Today we enter the cylinder

cylinder
I think you’ll agree that whoever posed for these laundromat warnings either had a wealth of experiences to draw from or had a rich inner life. Maybe both!

cylinder2 There’s a possibility that the model for the first picture, with the perfectly round head, jagged amputation wound where his right arm was, and no neck or eyes, is different from the person trapped in the washing machine below, whose eyes only serve the purpose of seeing how desperate his situation has become.

If they are different, the armless guy probably thinks he got off easy.

Because the guy in the cylinder has no hands to manipulate whatever failsafe controls there are on the inside of the washing machine to get himself out. It’s like a horrible dream this guy is living in that free-floating head of his.

We can all be forgiven for taking this second image as a metaphor. Why?

Because the top image, while graphic and brutal and every bit an accurate portrayal of the sort of thing that happens in American laundromats every day and why they’re not shut down or investigated I don’t know, considering the carnage that goes on, what with doors that appear to have sharp, toothlike, tearing metal edges, is clearly from the real world; something frightening and dangerous but avoidable.

Like the character in Edvard Munch’s “The Scream,” who just seems to lose it on a bridge, the person in the first warning lives here in our world, with us.
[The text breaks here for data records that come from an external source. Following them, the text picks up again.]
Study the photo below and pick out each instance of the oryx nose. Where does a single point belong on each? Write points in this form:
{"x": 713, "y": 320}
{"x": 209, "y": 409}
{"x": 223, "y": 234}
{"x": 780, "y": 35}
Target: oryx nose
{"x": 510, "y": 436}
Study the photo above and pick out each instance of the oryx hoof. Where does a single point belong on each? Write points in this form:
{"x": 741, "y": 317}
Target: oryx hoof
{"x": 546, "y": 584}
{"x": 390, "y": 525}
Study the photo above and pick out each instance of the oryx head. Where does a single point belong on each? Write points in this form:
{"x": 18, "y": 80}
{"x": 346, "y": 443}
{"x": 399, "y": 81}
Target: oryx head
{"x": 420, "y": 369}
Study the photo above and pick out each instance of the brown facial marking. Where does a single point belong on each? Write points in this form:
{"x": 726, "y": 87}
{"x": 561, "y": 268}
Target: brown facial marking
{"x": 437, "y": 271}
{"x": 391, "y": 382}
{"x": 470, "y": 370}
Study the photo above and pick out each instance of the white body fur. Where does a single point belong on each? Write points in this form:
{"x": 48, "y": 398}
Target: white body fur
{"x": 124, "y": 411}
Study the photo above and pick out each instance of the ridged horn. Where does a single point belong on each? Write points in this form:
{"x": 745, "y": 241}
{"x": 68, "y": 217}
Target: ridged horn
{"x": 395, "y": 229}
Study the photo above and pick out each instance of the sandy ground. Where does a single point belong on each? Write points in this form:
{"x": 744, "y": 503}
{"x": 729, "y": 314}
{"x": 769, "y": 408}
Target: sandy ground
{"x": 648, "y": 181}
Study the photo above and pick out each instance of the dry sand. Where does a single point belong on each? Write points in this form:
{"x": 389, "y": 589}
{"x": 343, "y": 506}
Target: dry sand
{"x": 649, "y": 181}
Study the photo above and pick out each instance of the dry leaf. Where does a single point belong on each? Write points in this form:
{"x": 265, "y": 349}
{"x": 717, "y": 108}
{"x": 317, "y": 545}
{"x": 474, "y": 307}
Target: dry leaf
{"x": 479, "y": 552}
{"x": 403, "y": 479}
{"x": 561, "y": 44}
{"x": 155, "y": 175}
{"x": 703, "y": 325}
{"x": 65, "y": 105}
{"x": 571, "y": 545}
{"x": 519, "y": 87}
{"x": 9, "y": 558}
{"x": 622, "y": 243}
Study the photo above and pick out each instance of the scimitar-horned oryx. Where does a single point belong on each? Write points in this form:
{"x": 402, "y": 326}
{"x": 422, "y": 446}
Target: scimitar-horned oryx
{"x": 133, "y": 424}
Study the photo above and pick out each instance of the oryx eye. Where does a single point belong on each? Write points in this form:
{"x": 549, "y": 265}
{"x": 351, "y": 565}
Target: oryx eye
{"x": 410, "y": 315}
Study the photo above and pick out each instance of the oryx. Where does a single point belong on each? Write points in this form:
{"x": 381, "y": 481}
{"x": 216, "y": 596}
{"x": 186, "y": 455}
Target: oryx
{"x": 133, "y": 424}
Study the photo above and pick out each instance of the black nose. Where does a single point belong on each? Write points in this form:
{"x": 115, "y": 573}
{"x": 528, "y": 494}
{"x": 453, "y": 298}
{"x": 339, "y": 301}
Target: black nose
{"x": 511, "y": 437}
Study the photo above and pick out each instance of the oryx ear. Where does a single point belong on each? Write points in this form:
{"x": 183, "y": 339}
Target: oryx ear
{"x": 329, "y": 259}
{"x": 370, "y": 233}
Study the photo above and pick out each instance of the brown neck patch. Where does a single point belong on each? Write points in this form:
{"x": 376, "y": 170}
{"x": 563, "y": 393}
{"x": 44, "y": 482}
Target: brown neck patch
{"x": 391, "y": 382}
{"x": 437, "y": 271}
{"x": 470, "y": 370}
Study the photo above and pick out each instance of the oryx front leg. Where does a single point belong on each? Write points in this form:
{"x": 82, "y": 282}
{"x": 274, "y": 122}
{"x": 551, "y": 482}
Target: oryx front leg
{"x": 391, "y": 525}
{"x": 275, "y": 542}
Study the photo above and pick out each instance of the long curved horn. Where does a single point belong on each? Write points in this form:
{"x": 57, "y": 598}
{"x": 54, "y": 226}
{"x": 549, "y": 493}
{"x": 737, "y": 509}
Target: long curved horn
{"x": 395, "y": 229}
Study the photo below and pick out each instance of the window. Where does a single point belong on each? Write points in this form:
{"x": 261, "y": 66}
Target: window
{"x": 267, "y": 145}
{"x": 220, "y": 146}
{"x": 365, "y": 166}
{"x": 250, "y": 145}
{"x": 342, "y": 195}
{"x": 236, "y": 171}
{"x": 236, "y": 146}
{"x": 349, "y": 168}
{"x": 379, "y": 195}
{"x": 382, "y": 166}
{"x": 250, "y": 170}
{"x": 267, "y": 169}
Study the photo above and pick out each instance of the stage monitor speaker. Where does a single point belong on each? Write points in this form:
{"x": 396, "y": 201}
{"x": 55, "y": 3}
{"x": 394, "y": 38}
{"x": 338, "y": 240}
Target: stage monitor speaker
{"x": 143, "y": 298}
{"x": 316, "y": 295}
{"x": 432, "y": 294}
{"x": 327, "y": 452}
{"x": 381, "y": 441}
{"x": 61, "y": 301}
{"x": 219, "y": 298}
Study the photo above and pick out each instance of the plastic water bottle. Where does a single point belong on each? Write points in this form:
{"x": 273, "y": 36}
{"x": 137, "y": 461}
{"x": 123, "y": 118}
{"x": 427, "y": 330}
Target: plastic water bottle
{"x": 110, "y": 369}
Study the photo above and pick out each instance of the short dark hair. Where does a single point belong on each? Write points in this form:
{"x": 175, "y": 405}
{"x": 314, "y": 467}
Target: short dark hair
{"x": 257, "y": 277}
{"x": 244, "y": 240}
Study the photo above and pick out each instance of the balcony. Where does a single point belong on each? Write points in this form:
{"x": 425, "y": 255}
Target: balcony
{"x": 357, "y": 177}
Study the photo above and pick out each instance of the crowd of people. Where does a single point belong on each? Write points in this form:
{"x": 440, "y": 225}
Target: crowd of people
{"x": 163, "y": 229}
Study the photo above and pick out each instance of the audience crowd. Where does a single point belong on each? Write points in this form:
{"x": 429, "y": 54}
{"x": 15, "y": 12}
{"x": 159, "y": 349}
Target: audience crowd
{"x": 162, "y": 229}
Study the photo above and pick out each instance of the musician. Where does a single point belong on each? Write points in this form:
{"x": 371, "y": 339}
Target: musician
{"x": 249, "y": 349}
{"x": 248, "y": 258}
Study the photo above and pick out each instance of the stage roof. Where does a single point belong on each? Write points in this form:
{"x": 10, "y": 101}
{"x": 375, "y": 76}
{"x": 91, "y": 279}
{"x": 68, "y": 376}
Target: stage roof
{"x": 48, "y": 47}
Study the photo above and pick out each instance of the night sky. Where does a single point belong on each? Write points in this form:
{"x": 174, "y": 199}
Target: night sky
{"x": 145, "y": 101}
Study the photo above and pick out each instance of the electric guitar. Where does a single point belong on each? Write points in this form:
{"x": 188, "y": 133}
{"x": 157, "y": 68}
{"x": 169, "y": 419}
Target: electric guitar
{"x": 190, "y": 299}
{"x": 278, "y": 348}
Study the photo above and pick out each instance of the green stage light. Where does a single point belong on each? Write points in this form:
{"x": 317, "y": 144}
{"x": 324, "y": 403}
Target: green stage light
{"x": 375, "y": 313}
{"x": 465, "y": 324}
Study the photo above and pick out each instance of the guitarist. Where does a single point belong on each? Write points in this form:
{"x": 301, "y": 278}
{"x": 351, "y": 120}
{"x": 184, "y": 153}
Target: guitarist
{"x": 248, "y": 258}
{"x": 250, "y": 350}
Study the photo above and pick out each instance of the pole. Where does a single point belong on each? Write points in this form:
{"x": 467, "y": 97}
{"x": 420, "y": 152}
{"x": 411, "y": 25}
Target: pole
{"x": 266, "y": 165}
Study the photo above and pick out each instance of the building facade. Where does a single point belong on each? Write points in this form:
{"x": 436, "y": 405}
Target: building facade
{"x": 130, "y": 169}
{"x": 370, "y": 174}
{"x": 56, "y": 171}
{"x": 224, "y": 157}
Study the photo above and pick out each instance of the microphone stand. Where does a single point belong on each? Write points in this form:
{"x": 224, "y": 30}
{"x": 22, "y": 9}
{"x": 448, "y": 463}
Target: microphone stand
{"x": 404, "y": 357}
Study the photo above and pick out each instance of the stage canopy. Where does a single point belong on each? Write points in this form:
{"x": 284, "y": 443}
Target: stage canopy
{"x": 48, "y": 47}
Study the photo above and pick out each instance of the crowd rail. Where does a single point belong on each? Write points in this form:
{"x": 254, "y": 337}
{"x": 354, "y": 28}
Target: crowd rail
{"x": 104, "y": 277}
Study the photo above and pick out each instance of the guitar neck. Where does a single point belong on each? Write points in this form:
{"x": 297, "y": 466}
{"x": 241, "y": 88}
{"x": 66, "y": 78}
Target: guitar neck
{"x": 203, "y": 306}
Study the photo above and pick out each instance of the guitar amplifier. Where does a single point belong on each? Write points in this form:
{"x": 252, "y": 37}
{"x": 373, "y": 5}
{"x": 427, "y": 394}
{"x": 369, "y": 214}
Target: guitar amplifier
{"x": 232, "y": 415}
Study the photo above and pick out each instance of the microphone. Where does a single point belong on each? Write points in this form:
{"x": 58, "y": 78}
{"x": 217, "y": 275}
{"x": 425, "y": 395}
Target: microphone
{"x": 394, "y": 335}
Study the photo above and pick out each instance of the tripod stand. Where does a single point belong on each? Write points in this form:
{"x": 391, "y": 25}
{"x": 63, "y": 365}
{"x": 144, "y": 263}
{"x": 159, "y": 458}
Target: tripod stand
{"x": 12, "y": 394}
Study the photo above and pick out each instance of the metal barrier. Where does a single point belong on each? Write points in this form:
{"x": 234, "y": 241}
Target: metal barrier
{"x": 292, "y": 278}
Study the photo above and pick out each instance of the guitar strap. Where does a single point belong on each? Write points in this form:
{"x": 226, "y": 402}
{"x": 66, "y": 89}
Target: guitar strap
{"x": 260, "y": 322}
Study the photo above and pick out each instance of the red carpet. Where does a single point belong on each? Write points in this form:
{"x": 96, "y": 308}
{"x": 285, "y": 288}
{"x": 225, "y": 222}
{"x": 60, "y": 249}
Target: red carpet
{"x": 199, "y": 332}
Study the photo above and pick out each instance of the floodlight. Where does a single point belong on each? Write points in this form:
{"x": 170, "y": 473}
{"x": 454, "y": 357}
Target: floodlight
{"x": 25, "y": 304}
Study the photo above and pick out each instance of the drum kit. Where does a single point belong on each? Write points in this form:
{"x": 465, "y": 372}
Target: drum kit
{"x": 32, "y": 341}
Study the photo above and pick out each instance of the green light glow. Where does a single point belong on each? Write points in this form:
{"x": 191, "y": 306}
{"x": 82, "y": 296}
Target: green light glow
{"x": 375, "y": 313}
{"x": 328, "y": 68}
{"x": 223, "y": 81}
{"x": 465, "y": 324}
The second character inhabits a theoretical realm that is far more terrifying. While the warning says “Don’t enter the cylinder,” this wretched soul appears to be trapped in a triangle, like General Zod. A triangle is not a cylinder. This grown man is trapped, therefore, in an abstraction, perhaps of his own making. Impotently he flaps his double-jointed wrists against this equiangular construction of his tortured psyche.

Man 1 has been defeated by the world. But he has a chance to come back. Maybe he’ll hire someone to do his laundry for him. Man 2 isn’t even in a laundry. He doesn’t even understand shapes. What hope is there for him?

You have never seen a washing machine with a triangular window, so you know my interpretation of this is correct.